Photo: White HouseRahm Emanuel is out, resigning as White House chief of staff to run for mayor of Chicago. Pete Rouse is in, stepping into the powerful role (at least through the end of the year) after an influential career as chief of staff to Senate Minority Leader Tom Daschle (D-S.D.), then to Sen. Barack Obama, then as senior advisor to President Obama.
Climate types won’t miss Emanuel. More than any other White House staffer (except Obama himself), Emanuel gets blamed for the president’s hands-off approach to energy legislation, which allowed professional climate deniers to define the debate over “cap-and-tax” and “light-switch taxes.”
Journalist Eric Pooley, who reported on White House climate strategy for his book The Climate War, argues that Emanuel never saw climate as a moral or ethical issue — or even as a political winner:
What he cared about was winning — acquiring and maintaining presidential power over an eight-year arc. Climate and energy were agenda items to him, pieces on a legislative chessboard; he was only willing to play them in ways that enhanced Obama’s larger objectives. He saw no point in squandering capital on a lost cause.
Emanuel was seen as a driver of Obama’s decision to govern through “transactional politics” — cutting deals and working within accepted constraints — rather than “transformational politics” — trying to change what’s considered possible, in line with the hope and change themes (remember those?) of Obama’s campaign.
Rouse is another insider/pragmatist. He’s built a career on working within the limits of Washington, running Daschle’s office for 19 years, then helping acclimate Obama to the halls of Congress. His record suggests he’ll support the White House’s continued deference to Congress in writing energy bills.
But he knows his energy and climate policy. Rouse’s time in Daschle’s office put him in the scrum of key energy battles of the ’90s and early aughts. He put the freshman Sen. Obama in touch with experts on biofuels and energy security to help him get up to speed. And he cares about the stuff, according to Eric Washburn, who worked with him as Daschle’s legislative director for 10 years.
“Pete’s a pretty progressive guy in his heart,” said Washburn, who now lobbies for solar, nuclear, and gas companies. “He feels pretty strongly about not just environmental stuff and climate change, but health care too.

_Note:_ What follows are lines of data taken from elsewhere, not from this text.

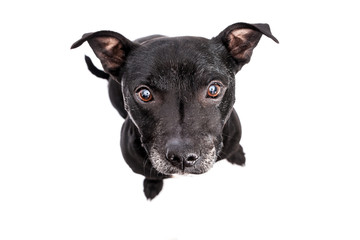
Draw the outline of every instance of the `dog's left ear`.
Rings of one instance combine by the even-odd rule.
[[[71,49],[81,46],[86,41],[100,59],[104,71],[114,77],[118,77],[129,52],[138,46],[117,32],[98,31],[84,34]]]
[[[272,35],[268,24],[249,23],[230,25],[213,40],[225,45],[234,60],[234,70],[238,72],[242,66],[250,61],[252,52],[263,34],[279,43]]]

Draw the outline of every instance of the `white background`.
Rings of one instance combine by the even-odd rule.
[[[0,239],[360,239],[355,4],[2,1]],[[247,166],[166,180],[147,201],[92,51],[71,44],[97,30],[211,38],[241,21],[280,41],[263,37],[237,75]]]

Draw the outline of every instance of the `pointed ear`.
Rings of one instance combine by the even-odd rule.
[[[129,52],[138,46],[119,33],[99,31],[84,34],[71,46],[71,49],[81,46],[86,41],[100,59],[104,71],[114,77],[118,77]]]
[[[248,23],[230,25],[215,37],[214,40],[225,45],[235,61],[234,70],[238,72],[243,65],[250,61],[252,52],[263,34],[279,43],[272,35],[268,24]]]

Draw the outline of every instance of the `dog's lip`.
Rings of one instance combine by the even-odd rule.
[[[214,163],[215,163],[215,161],[214,161]],[[173,166],[172,170],[174,170],[174,171],[176,170],[176,172],[170,173],[170,174],[171,175],[177,174],[180,176],[200,175],[200,174],[206,173],[213,166],[213,164],[211,164],[209,166],[209,168],[204,170],[204,169],[201,169],[201,167],[200,168],[197,167],[197,164],[201,164],[201,160],[199,160],[199,163],[196,163],[195,165],[193,165],[191,167],[179,168],[179,167]]]

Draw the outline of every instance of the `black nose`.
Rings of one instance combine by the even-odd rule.
[[[189,155],[181,155],[179,153],[168,152],[166,159],[175,167],[184,169],[186,167],[192,167],[195,165],[199,157],[193,153]]]
[[[184,170],[192,167],[199,159],[195,151],[191,151],[191,146],[184,141],[172,140],[166,144],[166,159],[175,167]]]

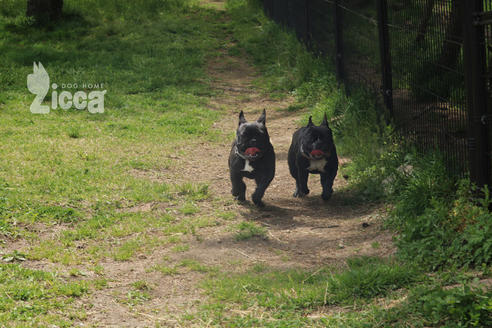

The thing that distinguishes Pete is that he’s, more than anything, a political pragmatist.”
And he’s played defense in tough spots before. Rouse helped ward off attacks on regulation from a new Republican majority in 1995, such as the Dole-Johnston bill that would have dismantled environmental safeguards. That could prove to be relevant experience if Republicans take over one or both houses of Congress in November and launch a new wave of assaults on environmental protection. They have already signaled they’ll try to strip the EPA’s authority to regulate greenhouse-gas pollution (with the help of Democrats like Sen. Jay Rockefeller (W.Va.), and they may take aim at limits on mercury, sulfur, and other pollutants as well.
Such provisions could reach the president’s desk attached to larger spending bills, forcing Obama to choose between accepting some provisions he doesn’t want or vetoing something that he does. The chief of staff will help make that decision.
“Pete has a lot of experience defeating bad ideas,” said Washburn. “Some of the most important things he does, environmentally, may be to help the Obama administration strategically think through [how to protect the EPA from Congress].”
Rouse may be a friend of the filibuster. The Senate’s perverse rules that require 60 votes to do nearly anything prevented climate legislation from passing in the last two years. But those rules can also prevent backsliding, as Rouse knows from his time working for Daschle when Democrats were in the minority. That experience — and the fact that Congress may offer more harmful than helpful legislation on climate next year — make Rouse unlikely to support the Senate rules reform that some progressives are calling for.
Using the filibuster to prevent EPA-neutering amendments could keep Obama out of difficult situations. Rouse’s intimate knowledge of Congress would be an asset in that fight.
“He knows the Senate probably better than anyone in the White House, including the president,” said Daniel J. Weiss of the center-left Center for American Progress Action Fund. “He’s a very, very smart and politically savvy person … If there is an opening, Pete Rouse can help find it and take advantage of it.”